Dr Enda Murray, Director of the Irish Film Festival said, We are delighted to be presenting these great Irish stories online to an Australian audience. It’s a tough time for the Irish diaspora, many of whom have missed trips home this year and I hope the Irish Film Festival can bring some Gaelic sunshine to Australia in these dark times!” 

Below are the documentaries slated to appear as part of this year’s curation which are among many new Irish cinema releases, award-winning dramas, Irish-language features and comedies direct from Ireland, with no fewer than 11 Australian premieres:

Sé Mo Laoch (He is My Hero) Steve Cooney

This lively, music-filled documentary is about Australian-Irish musician, Steve Cooney. Melbourne born Cooney is widely regarded as one of the best traditional guitarists in Ireland today and has played with Stockton’s Wing, the Chieftains, Altan and Clannad. 

When Women Won

A touching documentary about the Referendum on the 8th Amendment to the Irish Constitution, which resulted in a win for women’s rights. Ireland’s restrictive abortion laws had been regularly criticised by a number of international human rights bodies. The repeal of the article of the Constitution allowed Government to change Ireland’s laws on abortion, which up until then had been illegal unless a woman’s life was at substantial risk. The documentary won the Special Jury Prize at the Irish Film Festival in Boston earlier this year.

The Ballymurphy Precedent

Award-winning director Callum Macrae’s new feature documentary explores the deaths of eleven civilians killed by the 1st Battalion, Parachute Regiment of the British Army on a Catholic housing estate in Belfast in 1971 – five months before the infamous Bloody Sunday massacre in Derry.

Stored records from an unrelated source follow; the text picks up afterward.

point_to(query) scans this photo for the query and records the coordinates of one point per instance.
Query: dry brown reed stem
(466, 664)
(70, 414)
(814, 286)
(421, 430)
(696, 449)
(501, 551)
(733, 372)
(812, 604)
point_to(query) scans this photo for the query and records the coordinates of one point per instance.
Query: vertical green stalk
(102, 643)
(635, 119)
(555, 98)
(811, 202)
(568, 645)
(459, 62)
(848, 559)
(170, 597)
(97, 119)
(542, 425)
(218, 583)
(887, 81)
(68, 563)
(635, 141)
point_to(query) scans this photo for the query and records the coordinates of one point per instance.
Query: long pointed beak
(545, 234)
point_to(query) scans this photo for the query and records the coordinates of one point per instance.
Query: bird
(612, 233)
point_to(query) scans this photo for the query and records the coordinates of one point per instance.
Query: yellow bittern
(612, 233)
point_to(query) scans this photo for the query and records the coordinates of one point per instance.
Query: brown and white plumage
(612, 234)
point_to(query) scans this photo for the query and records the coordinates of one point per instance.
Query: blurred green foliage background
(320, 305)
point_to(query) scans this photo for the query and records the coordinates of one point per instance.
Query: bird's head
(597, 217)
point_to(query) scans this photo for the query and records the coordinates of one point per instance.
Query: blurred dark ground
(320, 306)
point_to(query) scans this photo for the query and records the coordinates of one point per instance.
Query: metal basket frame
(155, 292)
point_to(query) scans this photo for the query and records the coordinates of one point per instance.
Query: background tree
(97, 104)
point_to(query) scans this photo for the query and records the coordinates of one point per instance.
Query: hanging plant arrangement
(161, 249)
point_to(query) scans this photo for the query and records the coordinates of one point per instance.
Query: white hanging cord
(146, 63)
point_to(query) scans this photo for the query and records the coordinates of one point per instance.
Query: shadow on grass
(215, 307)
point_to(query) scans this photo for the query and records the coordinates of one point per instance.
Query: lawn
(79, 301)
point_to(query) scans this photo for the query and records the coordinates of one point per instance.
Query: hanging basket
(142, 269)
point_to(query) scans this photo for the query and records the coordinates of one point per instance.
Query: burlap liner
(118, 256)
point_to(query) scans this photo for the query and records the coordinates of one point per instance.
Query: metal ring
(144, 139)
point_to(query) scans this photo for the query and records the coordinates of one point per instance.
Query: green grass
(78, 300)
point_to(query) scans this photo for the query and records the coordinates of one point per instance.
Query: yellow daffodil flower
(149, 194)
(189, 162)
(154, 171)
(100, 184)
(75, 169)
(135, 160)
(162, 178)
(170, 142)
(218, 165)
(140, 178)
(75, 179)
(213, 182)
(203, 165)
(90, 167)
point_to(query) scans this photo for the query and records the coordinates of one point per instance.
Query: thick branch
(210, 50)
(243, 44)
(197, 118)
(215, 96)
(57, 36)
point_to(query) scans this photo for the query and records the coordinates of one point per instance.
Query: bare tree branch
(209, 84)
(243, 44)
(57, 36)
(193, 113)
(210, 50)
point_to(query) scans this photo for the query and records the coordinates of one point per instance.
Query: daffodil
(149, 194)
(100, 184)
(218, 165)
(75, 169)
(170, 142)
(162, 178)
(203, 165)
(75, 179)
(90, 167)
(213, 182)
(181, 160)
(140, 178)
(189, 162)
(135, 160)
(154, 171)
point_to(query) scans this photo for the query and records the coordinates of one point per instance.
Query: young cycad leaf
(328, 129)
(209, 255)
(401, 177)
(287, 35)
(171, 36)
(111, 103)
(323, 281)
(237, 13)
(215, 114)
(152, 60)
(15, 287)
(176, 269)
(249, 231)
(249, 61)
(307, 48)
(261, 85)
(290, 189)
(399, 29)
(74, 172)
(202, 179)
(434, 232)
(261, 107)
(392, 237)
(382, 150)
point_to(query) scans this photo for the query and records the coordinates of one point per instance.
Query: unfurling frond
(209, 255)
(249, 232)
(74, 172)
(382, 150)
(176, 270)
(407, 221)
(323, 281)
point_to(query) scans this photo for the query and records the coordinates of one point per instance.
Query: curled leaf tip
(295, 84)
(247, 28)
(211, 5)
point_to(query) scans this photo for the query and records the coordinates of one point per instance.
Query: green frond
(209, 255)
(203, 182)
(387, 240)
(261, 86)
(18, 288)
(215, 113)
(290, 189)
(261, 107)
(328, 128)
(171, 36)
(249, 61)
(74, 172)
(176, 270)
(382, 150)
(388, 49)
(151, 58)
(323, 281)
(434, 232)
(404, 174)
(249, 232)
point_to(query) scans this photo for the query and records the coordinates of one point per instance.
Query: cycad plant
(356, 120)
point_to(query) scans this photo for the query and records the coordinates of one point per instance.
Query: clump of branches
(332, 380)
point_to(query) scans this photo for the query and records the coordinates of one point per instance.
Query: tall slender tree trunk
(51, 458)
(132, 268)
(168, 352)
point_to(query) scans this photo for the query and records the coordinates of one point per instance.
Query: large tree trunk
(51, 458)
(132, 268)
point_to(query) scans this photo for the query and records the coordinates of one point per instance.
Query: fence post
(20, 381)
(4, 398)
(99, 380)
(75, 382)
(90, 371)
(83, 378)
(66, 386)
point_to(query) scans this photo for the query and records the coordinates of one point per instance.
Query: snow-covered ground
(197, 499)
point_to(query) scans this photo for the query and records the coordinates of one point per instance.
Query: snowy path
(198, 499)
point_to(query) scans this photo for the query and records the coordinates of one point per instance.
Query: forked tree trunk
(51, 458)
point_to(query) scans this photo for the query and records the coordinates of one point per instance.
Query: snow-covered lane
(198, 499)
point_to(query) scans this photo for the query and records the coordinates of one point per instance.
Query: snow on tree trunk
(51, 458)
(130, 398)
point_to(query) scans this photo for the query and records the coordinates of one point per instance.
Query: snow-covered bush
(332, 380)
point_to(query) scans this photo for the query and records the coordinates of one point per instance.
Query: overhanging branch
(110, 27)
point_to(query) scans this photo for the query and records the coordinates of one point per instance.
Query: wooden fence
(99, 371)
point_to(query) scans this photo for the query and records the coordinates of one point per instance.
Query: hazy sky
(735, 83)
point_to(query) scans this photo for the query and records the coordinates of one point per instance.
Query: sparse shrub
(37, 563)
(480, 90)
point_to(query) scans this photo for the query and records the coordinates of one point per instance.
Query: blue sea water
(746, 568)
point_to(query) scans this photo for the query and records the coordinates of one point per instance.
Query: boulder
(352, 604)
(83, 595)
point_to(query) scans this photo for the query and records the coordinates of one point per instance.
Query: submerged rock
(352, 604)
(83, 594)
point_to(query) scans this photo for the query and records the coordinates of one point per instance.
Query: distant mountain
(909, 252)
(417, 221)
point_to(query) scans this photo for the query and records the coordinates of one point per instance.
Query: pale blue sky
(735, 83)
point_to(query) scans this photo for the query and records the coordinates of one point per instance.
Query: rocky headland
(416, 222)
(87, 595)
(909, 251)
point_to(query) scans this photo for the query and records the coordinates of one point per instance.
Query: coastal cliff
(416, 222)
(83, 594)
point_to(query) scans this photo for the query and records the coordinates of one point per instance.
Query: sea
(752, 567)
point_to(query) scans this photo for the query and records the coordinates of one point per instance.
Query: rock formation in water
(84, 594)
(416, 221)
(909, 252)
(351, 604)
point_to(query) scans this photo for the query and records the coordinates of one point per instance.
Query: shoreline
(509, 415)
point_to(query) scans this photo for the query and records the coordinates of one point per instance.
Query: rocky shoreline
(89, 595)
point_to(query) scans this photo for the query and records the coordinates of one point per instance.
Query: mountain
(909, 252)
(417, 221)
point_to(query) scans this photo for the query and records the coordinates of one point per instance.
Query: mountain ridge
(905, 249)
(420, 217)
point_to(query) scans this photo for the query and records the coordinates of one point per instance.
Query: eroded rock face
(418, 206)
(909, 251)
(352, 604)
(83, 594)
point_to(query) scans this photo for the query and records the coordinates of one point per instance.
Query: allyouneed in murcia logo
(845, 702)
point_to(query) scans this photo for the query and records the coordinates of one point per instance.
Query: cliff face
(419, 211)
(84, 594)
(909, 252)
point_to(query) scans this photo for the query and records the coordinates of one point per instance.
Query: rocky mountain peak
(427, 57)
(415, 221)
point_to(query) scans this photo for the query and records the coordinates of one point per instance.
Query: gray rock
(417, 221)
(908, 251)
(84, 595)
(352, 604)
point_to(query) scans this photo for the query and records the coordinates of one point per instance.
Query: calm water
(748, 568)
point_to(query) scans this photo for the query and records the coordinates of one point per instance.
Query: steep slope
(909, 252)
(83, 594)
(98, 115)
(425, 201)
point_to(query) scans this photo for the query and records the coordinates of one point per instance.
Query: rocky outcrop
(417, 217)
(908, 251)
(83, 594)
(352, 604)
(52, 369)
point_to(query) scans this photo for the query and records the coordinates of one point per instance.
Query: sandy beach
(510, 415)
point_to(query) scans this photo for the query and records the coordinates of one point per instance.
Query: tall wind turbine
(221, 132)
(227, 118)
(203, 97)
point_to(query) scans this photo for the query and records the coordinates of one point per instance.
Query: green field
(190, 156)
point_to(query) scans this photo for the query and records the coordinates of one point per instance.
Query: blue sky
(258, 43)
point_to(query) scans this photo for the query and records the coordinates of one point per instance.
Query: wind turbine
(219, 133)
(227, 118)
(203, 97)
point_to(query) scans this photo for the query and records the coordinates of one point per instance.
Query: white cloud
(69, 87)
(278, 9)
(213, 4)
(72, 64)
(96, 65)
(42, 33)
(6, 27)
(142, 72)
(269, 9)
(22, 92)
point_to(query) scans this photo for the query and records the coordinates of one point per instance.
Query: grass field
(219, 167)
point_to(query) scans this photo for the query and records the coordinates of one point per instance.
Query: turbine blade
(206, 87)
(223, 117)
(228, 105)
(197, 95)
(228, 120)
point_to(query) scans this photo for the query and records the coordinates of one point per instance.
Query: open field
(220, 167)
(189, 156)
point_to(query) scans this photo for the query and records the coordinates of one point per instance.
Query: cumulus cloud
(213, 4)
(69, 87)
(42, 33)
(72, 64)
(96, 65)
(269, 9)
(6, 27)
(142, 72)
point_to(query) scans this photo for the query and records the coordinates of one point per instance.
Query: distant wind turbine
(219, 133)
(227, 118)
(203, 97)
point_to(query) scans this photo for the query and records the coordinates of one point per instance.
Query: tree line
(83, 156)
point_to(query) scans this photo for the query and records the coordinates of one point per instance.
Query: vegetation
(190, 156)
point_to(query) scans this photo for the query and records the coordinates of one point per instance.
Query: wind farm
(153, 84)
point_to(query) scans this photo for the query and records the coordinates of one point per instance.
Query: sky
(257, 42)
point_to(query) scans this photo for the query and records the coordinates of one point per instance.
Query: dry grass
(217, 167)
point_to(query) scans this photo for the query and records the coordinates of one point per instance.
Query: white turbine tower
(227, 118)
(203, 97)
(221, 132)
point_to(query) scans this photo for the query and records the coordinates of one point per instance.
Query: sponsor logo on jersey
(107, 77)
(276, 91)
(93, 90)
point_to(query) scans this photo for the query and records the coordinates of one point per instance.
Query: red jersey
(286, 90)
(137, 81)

Seamus Heaney and the Music of What Happens

A touching tribute to one of Ireland’s greatest contemporary writers, Seamus Heaney. Heaney was awarded the Nobel Prize for Literature in 1995 “for works of lyrical beauty and ethical depth, which exalt everyday miracles and the living past.” It also acts as a history of the Irish ‘Troubles’ in words and verse, and what that experience was like for people who lived through it.  

Endless Sunshine on a Cloudy Day

John Connors’ emotionally raw film traces the true story of Ireland’s online star blogger Jade McCann who documented her own cancer diagnosis and that of her father’s diagnosis online. Connors, who shot to fame for his performance in Irish TV drama Love/Hate, is a proud member of Ireland’s Traveller Community. He has successfully made the transition from actor to director and took his one-man show, Ireland’s Call to Australia in 2019. 

The Irish Film Festival runs from 3 to 12 September, 2021, tickets are available for single films, multi or full season passes.